Source: Byers PH, Belmont J, Black J, De Backer J, Frank M, Jeunemaitre X, Johnson D, Pepin M, Robert L, Sanders L, Wheeldon N. 2017. Diagnosis, natural history, and management in vascular Ehlers–Danlos syndrome. Am J Med Genet Part C Semin Med Genet 175C:40–47. Images are generic.
Treatment
Treatment is first given is to control your blood pressure and heart rate, usually in the emergency room.

A CT angiogram is used to determine the location and extent of the dissection, and to evaluate what part of the aorta and which aortic branches may be involved.

If endovascular treatment is appropriate, one of the two procedures below will likely be recommended.

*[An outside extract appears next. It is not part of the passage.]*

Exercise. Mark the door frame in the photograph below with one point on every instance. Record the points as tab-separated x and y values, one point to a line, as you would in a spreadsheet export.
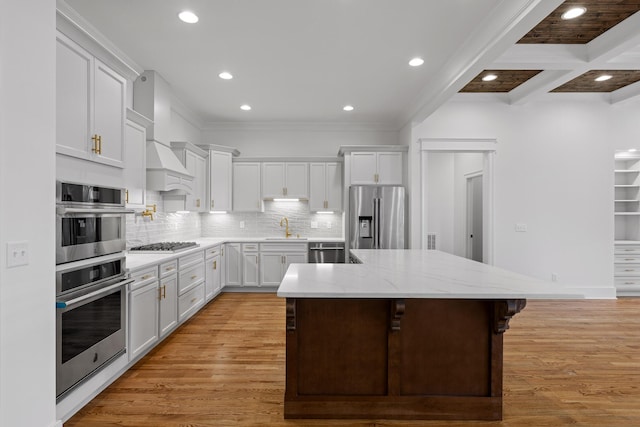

TEVAR or stent grafting is a minimally invasive treatment for an aortic dissection or aneurysm. In the case of a dissection, a cloth-covered stent graft is used to seal the tear in the aorta. One or more uncovered stents may be added to support and expand the true lumen in order to improve blood flow to your abdominal organs, pelvis and legs.
  • You will be sedated or be given general anesthesia.
  • Once you are comfortable, a puncture will be made in a femoral artery. With the help of X-ray images, guide wires and a thin tube (catheter) are advanced through the artery to the dissection.
  • Angiogram images of the aorta are taken to decide where the covered stent should be placed. The stent graft is then advanced into position.
  • Confirming X-rays are taken. If needed, the covered stent is adjusted to form a seal. Additional angiogram images are taken to confirm whether the position and length of the covered stent is adequate or additional uncovered stents are needed. Intravascular ultrasound may also be used to assess progress.
  • After all needed stents are in place, any wires or catheters are removed and access punctures or wounds are closed.
ENDOVASCULAR FENESTRATION is done to improve blood flow to a specific branch artery or to help equalise pressure between the true and false lumens.
  • You will be sedated or be given general anesthesia.
  • Once you are comfortable, a puncture will be made in a femoral artery. Through the puncture, the vascular surgeon inserts a thin tube (catheter) and administers blood thinners. Assisted by X-ray images, a wire and angled catheter are advanced to the affected area.
  • Angiogram images are taken to find any natural holes (fenestrations) in the dissection flap. If no holes are found, the vascular surgeon will create one.
  • Under X-ray guidance, a wire is sent through the true lumen, across the dissection flap to the false lumen. Another angiogram or intravascular ultrasound is taken to confirm progress.
  • A balloon angioplasty is performed to enlarge the hole/s. A support stent may be placed (stented fenestration) to assist blood flow through the enlarged hole. This may help normalise pressure across both sides, and improve blood flow to organs and legs.
  • After all needed fenestrations have been created, wires and catheters are removed and access punctures or wounds closed.